US: Interceptions prove Assad to blame for chemical attack

The CNN news network is now reporting that the US has intercepted communications of Assad’s military planning of last week’s Sarin gas attack with chemical experts; US officials state there is 'no doubt' that Syrian President Bashar al-Assad is responsible for the attack.

Communications featuring Syrian military and chemical experts discussing preparations for the Sarin attack in Idlib last week were intercepted by the US military and intelligence community, a senior US official told CNN news network on Thursday.

 

 

The intercepts were part of an immediate review of all intelligence in the hours after the attack in northwestern Syria, which killed at least 74 people and injured more than 550, according to the Idlib health authority.

 

Photo: Reuters
Photo: Reuters

After studying the intercepted communications, US officials said that there is "no doubt" that Syrian President Bashar al-Assad is responsible for the attack.

 

The official emphasized that the US did not know prior to the attack that it was going to happen, stating that the US gathers such a massive volume of communications intercepts in areas like Syria and Iraq, that the material is rarely processed unless there is a particular event that requires analysts to go back and search for supporting intelligence material.

 

So far there are no intelligence intercepts that have been found directly confirming that Russian military or intelligence officials communicated about the attack.

 

The official said that the Russians are more cautious in their communications to avoid being intercepted, and if those did take place they were likely to have been careful enough as to not leave an obvious record or trace.

 

Photo: AFP
Photo: AFP

 

The Russian and Syrian governments have both denied involvement in the chemical attack.

 

President Donald Trump told a White House news conference Wednesday that the Pentagon is looking into the question of Russian complicity in the chemical attack.

 

"I would like to think that they didn't know, but certainly they could have," Trump said. "(Defense Secretary) Gen. (James) Mattis is looking into it with the entire Pentagon group that does that kind of work."

 

From left to right: Russian President Putin, US President Trump, Syrian President Assad (Photo: Reuters, EPA, AP) (Photo: AP/EPA/Reuters)
From left to right: Russian President Putin, US President Trump, Syrian President Assad (Photo: Reuters, EPA, AP)

 

The US now believes that Syria has re-established a unit of personnel associated with chemical weapons that existed before the 2013 agreement in which the Syrian government pledged to give up its weapons inventory.
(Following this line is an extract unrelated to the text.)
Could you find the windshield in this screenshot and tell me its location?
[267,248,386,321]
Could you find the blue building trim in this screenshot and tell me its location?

There is also some indication that they are receiving outside help.

 

"We know they have the expertise. And we suspect that they have help," a US military official told reporters at a background briefing Friday.

 

At the same briefing, the official also noted: "We know the Russians have chemical expertise in-country. We cannot talk openly about any complicity between the Russians and the Syrian regime in this...in this case, but we're carefully assessing any information that would implicate the Russians knew or assisted with the Syrian capability."